In 2006 Vladimir won the 14th International Monte-Carlo Piano Masters Competition. Critics noted his excellent technique and expressiveness.

In 2009 Vladimir Sverdlov first played several of his own compositions during his concert in Salle Gaveau in Paris.

In 2011 British music label "Piano classics" releases his album "Pictures at an Exhibition", which includes several Vladimir's own works. In the accompanying materials to the album he was named Vladimir Sverdlov-Ashkenazy for the first time, which is intended to symbolize his incarnation not only as a pianist, but also as a composer.

In 2013 Vladimir Sverdlov-Ashkenazy was granted the Manashir Yakubov Award "For Outstanding Mastery of Composing and Performing".

In April 2015 Vladimir Sverdlov-Ashkenazy took to the stage as a conductor, performing the Wolfgang Amadeus Mozart Concerto in D-moll k.466 with the Moscow Virtuosi Chamber Orchestra and the Svetlanov Hall of the Moscow International House of Music.

In March 2015 the composer presented the project "Reflection" in collaboration with theatre and film actor Georgy Taratorkin at the Small Hall of the Moscow Conservatory, in which Sverdlov-Ashkenazy played improvisations to Alexander's Blok poetry, which was named the high point of the Moscow cultural life in those days. In November 2015 Vladimir Sverdlov-Ashkenazy tried himself in the improvisation genre again, creating new pieces on the spot, and had success with the audience. The artist periodically returns to the genre of improvisation.

In 2019, Vladimir released his solo album "Vision Fugitive - Piano Creations", containing 15 original piano pieces. In the same year, his first video clip for the title composition of the album "Vision Fugitive" (Мимолётность) was released, where Vladimir is personally represented as an author, actor and pianist.
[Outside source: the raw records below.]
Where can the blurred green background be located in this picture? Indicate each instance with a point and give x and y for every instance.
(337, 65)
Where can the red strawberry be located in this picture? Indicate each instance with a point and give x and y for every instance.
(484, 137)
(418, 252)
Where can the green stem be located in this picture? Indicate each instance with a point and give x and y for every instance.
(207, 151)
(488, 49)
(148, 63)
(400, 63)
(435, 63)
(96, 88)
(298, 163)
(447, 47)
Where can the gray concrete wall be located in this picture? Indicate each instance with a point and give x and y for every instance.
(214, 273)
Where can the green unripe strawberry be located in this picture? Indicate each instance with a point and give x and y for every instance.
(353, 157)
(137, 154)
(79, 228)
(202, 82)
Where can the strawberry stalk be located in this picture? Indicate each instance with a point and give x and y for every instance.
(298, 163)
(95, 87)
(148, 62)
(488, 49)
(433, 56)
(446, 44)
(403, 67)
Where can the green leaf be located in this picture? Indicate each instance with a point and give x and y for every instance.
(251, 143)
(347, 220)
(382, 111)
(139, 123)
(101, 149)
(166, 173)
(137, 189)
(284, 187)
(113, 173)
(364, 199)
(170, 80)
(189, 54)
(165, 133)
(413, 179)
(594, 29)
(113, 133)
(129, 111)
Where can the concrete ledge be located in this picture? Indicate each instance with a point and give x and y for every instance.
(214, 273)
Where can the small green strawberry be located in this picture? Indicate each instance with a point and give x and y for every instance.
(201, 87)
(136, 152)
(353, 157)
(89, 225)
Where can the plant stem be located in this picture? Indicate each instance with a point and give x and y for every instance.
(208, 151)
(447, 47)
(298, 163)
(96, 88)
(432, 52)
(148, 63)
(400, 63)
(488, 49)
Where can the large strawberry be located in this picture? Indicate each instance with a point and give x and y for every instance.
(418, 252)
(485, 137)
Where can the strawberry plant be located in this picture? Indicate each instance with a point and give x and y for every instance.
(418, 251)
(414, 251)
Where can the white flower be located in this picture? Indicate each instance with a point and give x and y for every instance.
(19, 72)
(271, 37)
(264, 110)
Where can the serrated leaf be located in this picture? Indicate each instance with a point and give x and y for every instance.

In 2021, Vladimir released his work Mystery (Тайна) on digital platforms, which can be called a requiem, since it is dedicated to the memory of a girl who died.

== Music ==

=== Discography ===

- Frédéric Chopin, Vladimir Sverdlov – "Piano Works"; CD, Cypres, 1999
- Modest Mussorgsky, Vladimir Sverdlov – "Modest Mussorgsky: Pictures at an Exhibition"; CD, Piano Classics, 2011
- Vladimir Sverdlov-Ashkenazy – "Vision Fugitive (Piano Creations)"; Digital, Pancher, 2019
- Vladimir Sverdlov-Ashkenazy – "Mystery"; Digital, Pancher, 2021

=== Video clips ===
Vision Fugitive — Pancher, 2019

=== Music for movies ===

- Sapsan, I Love You – Feature Film, 2012
- Good God! – Feature Film, 2012
- Birthday – Short Film, 2016.
- Girl with a Scythe – Feature Film, Epic Media, 2018
- Dina Rubina. On the Sunny Side – Documentary Film, AB-TV Production, 2019

=== Significant performances ===

- Prelude op. 9 for violin and piano, solo by Dmitry Kogan (violin) – performed at Festival de Menton, 2009
- Variations for Piano – performed at Festival de l'Athénée, Geneva, 2010
- Piano Sonata – performed at the Pianissimo Festival, Torredembarra, Spain, 2012
- Performance at the closing ceremony of the "Mirror" Film Festival named in honor of Andrei Tarkovsky, 2013
- "American Pictures", Fantasia for clarinet and piano – performed at the Chamber Hall of the Moscow International House of Music, 2013
- "Beautiful Mind", Septet – performed at the Chamber Hall of the Moscow International House of Music, 2014
- Burlesque – performed at the Seoul Arts Center, 2014
- Fantasy for piano and orchestra (in memory of David Ashkenazy) – performed at the Svetlanov Hall of the Moscow International House of Music, 2015
- Andante in Memory of Dmitry Kogan – performed at the Moscow Conservatory, 2018
- Romance, The Hope – both performed at The Organ Hall in Chisinau, 2018
- Ballade (in honor of Baron Arie Van Lysebeth) – performed at Flagey in Brussels, 2019
- Schumaniana (dedicated to Robert Schumann) – performed at the Wilhelm Kempf Academy in Positano, 2019

=== Sheet music publications ===
Fantasia op.11 for violin, viola and piano – Moscow Publishing House "Muzyka", 2010

== Social activities ==
Vladimir Sverdlov founded the Schwarzstein Arts Production Concert Association in Belgium and established the Chiba Festival (competition for young pianists in Japan) and the Moscow Art Center "Music With No Rules".